第三幕第一場 第六夜

「そのラッキョウはですね、近くの商店街の有名な漬物屋の主人らしいのです。その彼がお店に入るなりこう言ったのです。『おう、この店暇そうだなあ。何かこの店のお薦めを出してくれ。』と。それで私は、メニューにあるのは全部お薦めですよ、と言ったのです。すると彼は『その中でも一番のお薦めを出してくれ。」と言うのです。私は揚げだし豆腐を出したのですが、彼は箸を付ける事もなく、豆腐と器が合っていない、と非難しはじめたのです。

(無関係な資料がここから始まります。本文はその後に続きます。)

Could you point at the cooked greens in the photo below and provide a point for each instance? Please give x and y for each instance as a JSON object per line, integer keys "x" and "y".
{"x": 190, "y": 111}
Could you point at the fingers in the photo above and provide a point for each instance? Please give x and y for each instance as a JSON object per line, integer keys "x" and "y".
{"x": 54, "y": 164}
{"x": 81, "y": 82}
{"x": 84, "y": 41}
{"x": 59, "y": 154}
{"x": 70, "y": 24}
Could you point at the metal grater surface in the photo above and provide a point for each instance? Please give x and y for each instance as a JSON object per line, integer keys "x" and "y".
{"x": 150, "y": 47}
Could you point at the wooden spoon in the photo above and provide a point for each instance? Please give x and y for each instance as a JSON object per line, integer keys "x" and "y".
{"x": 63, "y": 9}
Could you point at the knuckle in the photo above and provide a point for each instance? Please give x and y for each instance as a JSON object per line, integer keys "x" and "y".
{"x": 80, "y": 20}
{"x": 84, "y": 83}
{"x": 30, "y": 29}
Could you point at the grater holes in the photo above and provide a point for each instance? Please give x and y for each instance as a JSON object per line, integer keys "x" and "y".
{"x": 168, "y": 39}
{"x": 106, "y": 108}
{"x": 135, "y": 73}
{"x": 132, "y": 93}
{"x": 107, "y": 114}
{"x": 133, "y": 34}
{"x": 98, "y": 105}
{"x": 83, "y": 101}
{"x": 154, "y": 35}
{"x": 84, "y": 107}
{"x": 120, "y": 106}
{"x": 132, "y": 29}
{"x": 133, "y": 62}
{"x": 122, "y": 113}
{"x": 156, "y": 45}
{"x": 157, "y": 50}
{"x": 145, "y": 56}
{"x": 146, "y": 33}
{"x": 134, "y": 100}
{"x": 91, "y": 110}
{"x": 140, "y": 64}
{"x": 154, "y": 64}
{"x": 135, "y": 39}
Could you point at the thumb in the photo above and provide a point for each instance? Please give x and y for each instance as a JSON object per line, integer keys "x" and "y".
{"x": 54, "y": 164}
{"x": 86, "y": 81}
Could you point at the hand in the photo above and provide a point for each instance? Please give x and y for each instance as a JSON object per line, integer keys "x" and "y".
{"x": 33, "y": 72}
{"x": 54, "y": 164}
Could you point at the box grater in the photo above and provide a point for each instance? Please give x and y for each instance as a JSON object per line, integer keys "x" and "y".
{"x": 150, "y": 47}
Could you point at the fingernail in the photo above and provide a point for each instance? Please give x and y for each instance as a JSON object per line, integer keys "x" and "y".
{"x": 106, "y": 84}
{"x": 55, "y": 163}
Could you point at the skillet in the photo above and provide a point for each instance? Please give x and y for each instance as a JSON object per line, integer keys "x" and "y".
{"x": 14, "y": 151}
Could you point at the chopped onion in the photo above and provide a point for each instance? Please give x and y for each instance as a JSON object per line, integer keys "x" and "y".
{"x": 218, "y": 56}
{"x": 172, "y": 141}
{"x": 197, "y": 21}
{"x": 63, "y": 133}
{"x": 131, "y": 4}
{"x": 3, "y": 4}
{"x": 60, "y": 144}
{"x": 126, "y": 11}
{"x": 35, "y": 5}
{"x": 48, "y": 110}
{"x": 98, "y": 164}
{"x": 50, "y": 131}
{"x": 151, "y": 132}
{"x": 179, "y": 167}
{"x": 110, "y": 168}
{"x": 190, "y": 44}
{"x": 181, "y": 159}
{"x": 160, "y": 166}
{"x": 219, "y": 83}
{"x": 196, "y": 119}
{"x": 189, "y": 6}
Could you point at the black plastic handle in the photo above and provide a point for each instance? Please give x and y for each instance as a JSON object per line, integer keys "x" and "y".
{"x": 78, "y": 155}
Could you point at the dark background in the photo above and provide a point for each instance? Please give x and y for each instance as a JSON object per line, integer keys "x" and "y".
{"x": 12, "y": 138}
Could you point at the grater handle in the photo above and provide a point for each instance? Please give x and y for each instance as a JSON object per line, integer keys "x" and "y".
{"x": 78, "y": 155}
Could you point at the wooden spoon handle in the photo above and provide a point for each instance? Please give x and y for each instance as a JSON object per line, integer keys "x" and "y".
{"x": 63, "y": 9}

それはまだ序奏みたいなものでした。その後は、ビールを注げと言っては、ビールの向きが悪いとか、唐揚げを頼んでは、付き合わせのレモンの切り方がなっていないとか、何から何まで批判の連続でした。それでもそこまではいいのです。私が勉強になる様な事を教えて頂きましたから。だけどだんだんと批判がエスカレートしはじめてきたのです。彼は、お店のディスプレイから飾ってあったお祝いの花にまで文句をつけはじめ、私がお昼にサングラスをかけ買い出しに行くのはダメだと言われた時はさすがにキレそうになりましたね。その挙げ句にですよ。支払いの時に、今は金がないから明日自分の店まで取りに来いなんて言ったのです。そいつは3000円そこそこのお金すら持たずに私の店に来ていたのです。しかもこう言ったのです。
 『取りに来ても俺は配達に出ていないかもしれない が、30分も待っていれば戻るから待っておけ。』だって。さすがの私も立腹しましたよ。ですからまだ取りに行っていません。」